Use the relation ##\sin(\alpha)=\frac{tan(\alpha)}{\sqrt{1+tan^2(\alpha)}}## with ##\alpha=\tan^{-1}(x/2)##

FritoTaco
I figured it out. It was actually easier than I thought...

If you plot the tangent of $\dfrac{x}{2}$ in Quadrant one of a triangle, you just find the hypotenuse using the Pythagorean theorem which is $\sqrt{x^{2}+4}$. Then find the csc which is $csc\theta=\dfrac{hyp}{opp}=\sqrt{\dfrac{x^{2}+4}{x}}$. Thanks guys!

FritoTaco said:
I figured it out. It was actually easier than I thought...

If you plot the tangent of $\dfrac{x}{2}$ in Quadrant one of a triangle, you just find the hypotenuse using the Pythagorean theorem which is $\sqrt{x^{2}+4}$. Then find the csc which is $csc\theta=\dfrac{hyp}{opp}=\sqrt{\dfrac{x^{2}+4}{x}}$. Thanks guys!
It is wrong. x should be outside the square root.

FritoTaco
@ehild, Ahhhhh. Thanks for pointing that out, I keep making that editing mistake. It should be this, $csc\theta=\dfrac{hyp}{opp}=\dfrac{\sqrt{x^{2}+4}}{x}$

Note: The original problem should have the denominator of 'x' outside the square root. I didn't initially put that in the problem, to begin with.

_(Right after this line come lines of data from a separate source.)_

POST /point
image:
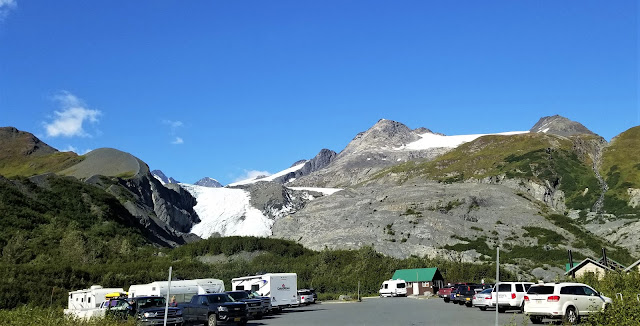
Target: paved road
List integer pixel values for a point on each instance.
(390, 311)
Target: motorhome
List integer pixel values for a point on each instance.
(393, 288)
(86, 303)
(182, 290)
(281, 287)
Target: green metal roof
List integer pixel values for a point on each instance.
(415, 274)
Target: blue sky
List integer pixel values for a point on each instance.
(224, 88)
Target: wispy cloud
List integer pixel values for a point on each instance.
(5, 7)
(174, 125)
(72, 115)
(251, 174)
(70, 148)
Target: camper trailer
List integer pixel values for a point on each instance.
(282, 288)
(182, 290)
(86, 303)
(393, 288)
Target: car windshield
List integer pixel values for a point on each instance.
(239, 295)
(219, 298)
(540, 289)
(143, 303)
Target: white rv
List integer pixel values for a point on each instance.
(393, 288)
(86, 303)
(282, 288)
(182, 290)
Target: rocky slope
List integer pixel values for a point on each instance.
(208, 182)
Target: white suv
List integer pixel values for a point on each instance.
(510, 295)
(568, 301)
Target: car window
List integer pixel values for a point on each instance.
(504, 288)
(589, 291)
(540, 289)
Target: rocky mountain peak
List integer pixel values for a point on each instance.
(208, 182)
(16, 142)
(384, 134)
(559, 125)
(158, 174)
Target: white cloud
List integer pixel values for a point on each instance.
(69, 120)
(251, 174)
(5, 7)
(173, 124)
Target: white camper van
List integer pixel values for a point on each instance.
(281, 287)
(393, 288)
(182, 290)
(86, 303)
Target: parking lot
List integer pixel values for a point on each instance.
(390, 311)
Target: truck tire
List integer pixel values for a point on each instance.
(213, 320)
(571, 316)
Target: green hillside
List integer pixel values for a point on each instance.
(537, 157)
(621, 170)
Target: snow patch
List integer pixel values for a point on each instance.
(429, 140)
(227, 212)
(324, 191)
(271, 177)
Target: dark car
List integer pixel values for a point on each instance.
(147, 310)
(466, 294)
(254, 306)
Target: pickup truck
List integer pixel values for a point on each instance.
(147, 310)
(445, 292)
(254, 306)
(213, 309)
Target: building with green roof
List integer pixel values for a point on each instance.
(420, 280)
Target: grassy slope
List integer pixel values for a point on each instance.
(536, 157)
(621, 170)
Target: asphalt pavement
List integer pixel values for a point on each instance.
(390, 311)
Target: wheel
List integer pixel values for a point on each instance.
(213, 320)
(571, 316)
(536, 319)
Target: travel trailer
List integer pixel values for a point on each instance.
(393, 288)
(86, 303)
(182, 290)
(282, 288)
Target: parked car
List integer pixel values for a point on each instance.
(445, 292)
(305, 297)
(568, 301)
(482, 300)
(213, 309)
(147, 310)
(509, 295)
(466, 294)
(393, 288)
(254, 306)
(266, 301)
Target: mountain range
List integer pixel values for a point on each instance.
(404, 192)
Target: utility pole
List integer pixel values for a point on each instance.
(497, 280)
(166, 307)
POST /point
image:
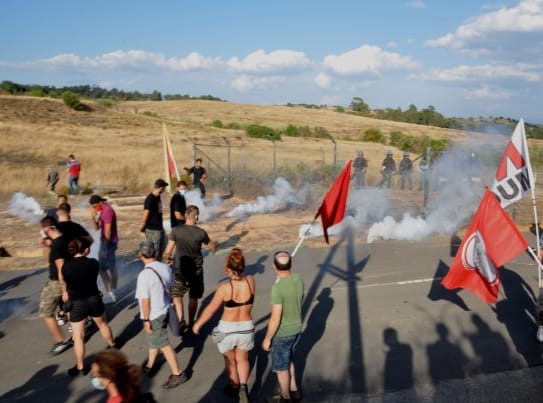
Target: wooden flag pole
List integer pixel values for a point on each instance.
(306, 233)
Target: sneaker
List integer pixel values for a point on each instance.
(183, 327)
(231, 390)
(74, 371)
(175, 380)
(60, 347)
(295, 395)
(539, 334)
(243, 393)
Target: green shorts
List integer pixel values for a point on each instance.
(51, 295)
(159, 337)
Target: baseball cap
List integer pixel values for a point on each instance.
(147, 248)
(161, 183)
(96, 199)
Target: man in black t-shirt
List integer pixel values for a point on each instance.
(152, 224)
(178, 205)
(188, 271)
(52, 291)
(199, 176)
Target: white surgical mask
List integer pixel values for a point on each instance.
(96, 384)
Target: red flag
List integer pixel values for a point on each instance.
(332, 209)
(491, 240)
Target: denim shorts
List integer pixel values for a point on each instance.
(282, 351)
(106, 256)
(159, 337)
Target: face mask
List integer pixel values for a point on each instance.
(96, 384)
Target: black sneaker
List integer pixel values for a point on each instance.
(243, 393)
(231, 390)
(74, 371)
(60, 347)
(175, 380)
(295, 395)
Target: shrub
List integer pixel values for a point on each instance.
(262, 132)
(374, 136)
(72, 101)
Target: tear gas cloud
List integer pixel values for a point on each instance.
(26, 207)
(282, 198)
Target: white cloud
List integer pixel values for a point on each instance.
(520, 71)
(323, 80)
(245, 83)
(278, 61)
(120, 59)
(367, 59)
(415, 4)
(526, 17)
(491, 93)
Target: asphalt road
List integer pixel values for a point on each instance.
(378, 327)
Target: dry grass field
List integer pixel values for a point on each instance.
(122, 145)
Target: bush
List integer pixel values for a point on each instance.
(374, 136)
(262, 132)
(72, 101)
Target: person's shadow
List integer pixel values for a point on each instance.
(315, 328)
(518, 312)
(398, 362)
(490, 347)
(445, 359)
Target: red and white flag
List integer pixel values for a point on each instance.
(170, 166)
(491, 240)
(332, 209)
(514, 177)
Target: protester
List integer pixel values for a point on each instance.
(199, 176)
(74, 168)
(104, 218)
(388, 169)
(152, 293)
(406, 169)
(52, 180)
(360, 167)
(188, 270)
(236, 297)
(152, 224)
(83, 299)
(51, 294)
(112, 372)
(178, 205)
(285, 325)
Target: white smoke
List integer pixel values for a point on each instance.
(283, 197)
(456, 188)
(364, 206)
(25, 207)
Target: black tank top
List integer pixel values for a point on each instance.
(233, 304)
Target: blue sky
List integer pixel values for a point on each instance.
(464, 57)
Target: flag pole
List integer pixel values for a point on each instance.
(306, 233)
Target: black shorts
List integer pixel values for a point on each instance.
(92, 306)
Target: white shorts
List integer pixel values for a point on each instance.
(243, 341)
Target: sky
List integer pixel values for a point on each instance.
(466, 58)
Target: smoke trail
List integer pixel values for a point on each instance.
(283, 197)
(457, 184)
(25, 207)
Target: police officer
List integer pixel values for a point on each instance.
(388, 169)
(406, 169)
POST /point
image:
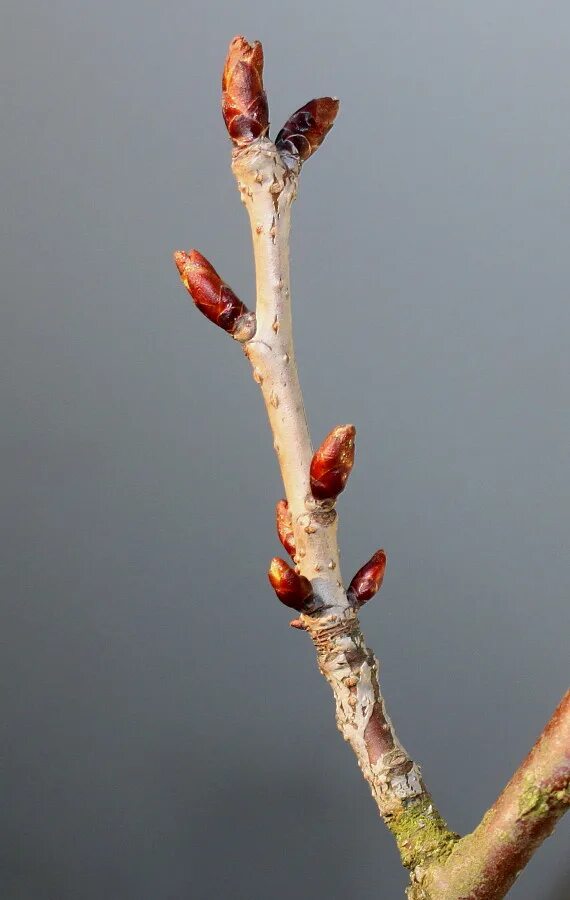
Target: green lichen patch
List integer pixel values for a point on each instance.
(421, 834)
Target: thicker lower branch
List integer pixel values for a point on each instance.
(484, 864)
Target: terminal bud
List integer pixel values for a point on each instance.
(244, 102)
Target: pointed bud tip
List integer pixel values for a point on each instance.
(294, 590)
(332, 463)
(244, 102)
(304, 131)
(368, 580)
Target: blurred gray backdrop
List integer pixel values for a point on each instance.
(167, 736)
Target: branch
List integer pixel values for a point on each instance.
(267, 175)
(485, 864)
(268, 187)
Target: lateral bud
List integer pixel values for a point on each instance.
(244, 102)
(368, 580)
(213, 297)
(304, 131)
(285, 527)
(332, 463)
(294, 590)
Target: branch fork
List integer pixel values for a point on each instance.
(481, 866)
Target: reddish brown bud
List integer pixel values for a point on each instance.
(284, 526)
(292, 589)
(368, 580)
(244, 103)
(332, 463)
(306, 129)
(212, 297)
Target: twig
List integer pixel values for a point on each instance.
(267, 174)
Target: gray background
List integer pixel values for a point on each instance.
(167, 735)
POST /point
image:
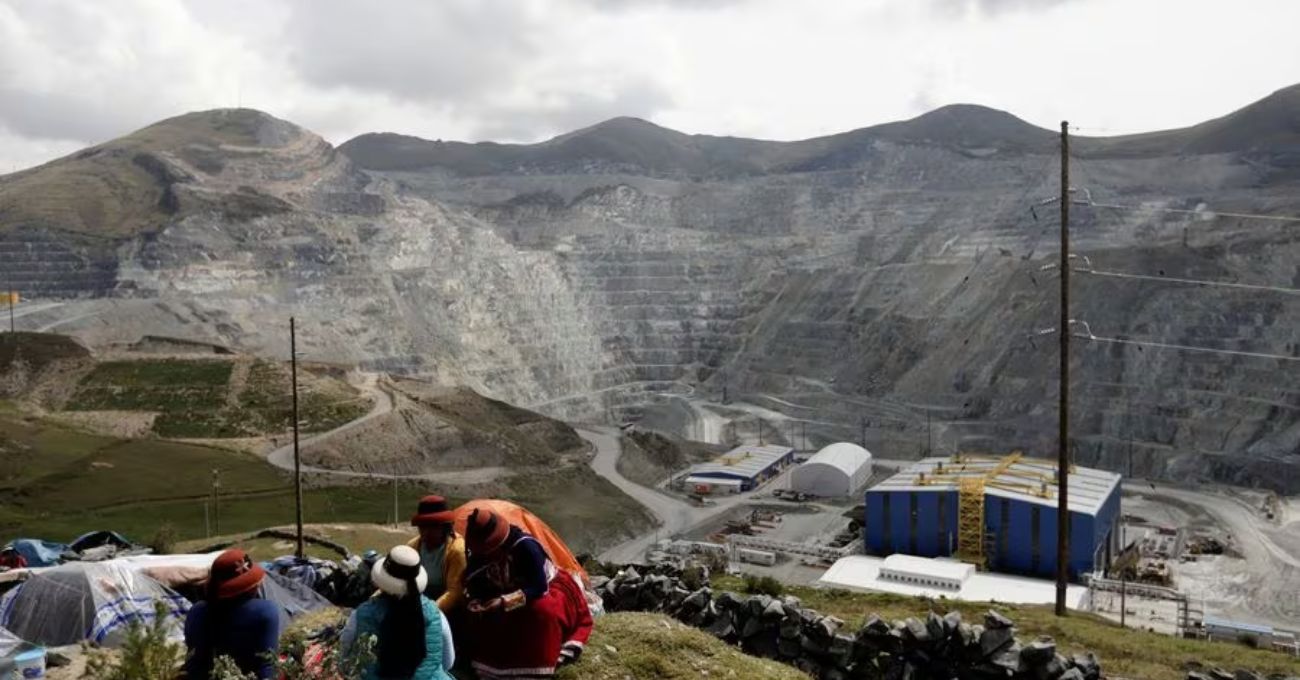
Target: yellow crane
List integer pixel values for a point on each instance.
(971, 475)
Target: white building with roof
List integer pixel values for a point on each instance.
(741, 470)
(836, 471)
(935, 577)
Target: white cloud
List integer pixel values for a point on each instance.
(74, 73)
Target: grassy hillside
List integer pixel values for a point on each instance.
(126, 186)
(59, 483)
(216, 398)
(650, 645)
(1125, 653)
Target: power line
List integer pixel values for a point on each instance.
(1191, 281)
(1183, 347)
(1200, 213)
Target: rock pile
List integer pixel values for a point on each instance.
(781, 628)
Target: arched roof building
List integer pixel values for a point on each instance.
(837, 470)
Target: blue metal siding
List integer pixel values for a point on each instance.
(1088, 535)
(927, 524)
(874, 523)
(1083, 542)
(900, 518)
(1018, 548)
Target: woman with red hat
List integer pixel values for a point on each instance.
(442, 553)
(233, 622)
(412, 637)
(524, 615)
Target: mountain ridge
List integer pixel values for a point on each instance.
(640, 144)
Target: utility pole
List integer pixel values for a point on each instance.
(298, 466)
(1064, 406)
(930, 446)
(216, 501)
(1123, 600)
(1129, 429)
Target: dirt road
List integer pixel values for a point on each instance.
(675, 515)
(1262, 587)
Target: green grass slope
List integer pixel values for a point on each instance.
(650, 645)
(1125, 653)
(195, 398)
(124, 187)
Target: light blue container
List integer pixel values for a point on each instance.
(30, 665)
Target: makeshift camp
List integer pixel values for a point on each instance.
(98, 601)
(91, 601)
(521, 518)
(39, 553)
(293, 597)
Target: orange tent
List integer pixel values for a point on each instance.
(521, 518)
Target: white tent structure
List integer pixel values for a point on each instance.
(835, 471)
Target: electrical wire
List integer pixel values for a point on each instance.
(1191, 281)
(1201, 213)
(1184, 347)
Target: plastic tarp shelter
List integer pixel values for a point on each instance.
(39, 553)
(521, 518)
(86, 601)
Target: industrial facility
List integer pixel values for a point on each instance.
(740, 470)
(836, 471)
(995, 512)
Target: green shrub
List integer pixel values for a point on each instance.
(146, 655)
(763, 585)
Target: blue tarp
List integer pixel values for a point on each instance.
(39, 553)
(92, 540)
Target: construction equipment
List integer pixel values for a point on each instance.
(971, 475)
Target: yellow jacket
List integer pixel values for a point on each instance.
(453, 572)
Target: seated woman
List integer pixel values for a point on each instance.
(524, 615)
(442, 553)
(233, 622)
(412, 637)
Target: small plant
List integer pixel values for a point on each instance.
(763, 585)
(144, 655)
(297, 663)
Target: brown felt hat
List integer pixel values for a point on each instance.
(485, 531)
(433, 510)
(233, 574)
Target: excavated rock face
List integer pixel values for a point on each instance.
(836, 287)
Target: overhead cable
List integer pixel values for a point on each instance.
(1191, 281)
(1184, 347)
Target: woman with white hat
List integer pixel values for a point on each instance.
(412, 637)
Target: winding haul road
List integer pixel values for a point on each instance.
(674, 515)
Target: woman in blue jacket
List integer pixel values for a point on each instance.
(412, 637)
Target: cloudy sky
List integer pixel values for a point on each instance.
(79, 72)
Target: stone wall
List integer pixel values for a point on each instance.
(824, 648)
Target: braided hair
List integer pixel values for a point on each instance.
(402, 639)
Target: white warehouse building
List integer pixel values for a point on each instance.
(836, 471)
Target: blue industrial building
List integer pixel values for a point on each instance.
(999, 512)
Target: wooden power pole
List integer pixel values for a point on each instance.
(298, 468)
(1064, 406)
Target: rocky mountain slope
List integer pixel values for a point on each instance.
(883, 281)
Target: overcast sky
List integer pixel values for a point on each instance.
(78, 72)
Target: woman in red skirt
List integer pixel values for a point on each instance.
(524, 615)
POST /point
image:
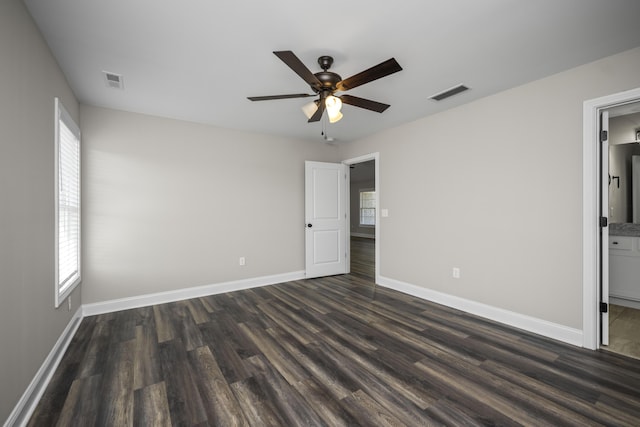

## 1. What is a trigonometric identity?

A trigonometric identity is a mathematical equation that is true for all values of the variables involved. It is often used to simplify or solve complex trigonometric expressions.

## 2. Why is it important to verify trigonometric identities?

Verifying trigonometric identities is important because it ensures the accuracy and validity of mathematical calculations involving trigonometric functions. It also helps in solving complex equations and proving other mathematical theorems.

## 3. What are some common trigonometric identities?

Some common trigonometric identities include the Pythagorean identities, sum and difference identities, double angle identities, half angle identities, and product-to-sum identities.

## 4. How do you verify a trigonometric identity?

To verify a trigonometric identity, you must manipulate one side of the equation using algebraic and trigonometric properties until it is equivalent to the other side. This can involve using trigonometric identities, expanding expressions, and simplifying fractions.

## 5. Are there any tips for verifying trigonometric identities?

Yes, some tips for verifying trigonometric identities include: always start with the more complex side of the equation, look for common patterns and identities to simplify expressions, and use a graphing calculator to check your work. It is also helpful to practice and familiarize yourself with common trigonometric identities.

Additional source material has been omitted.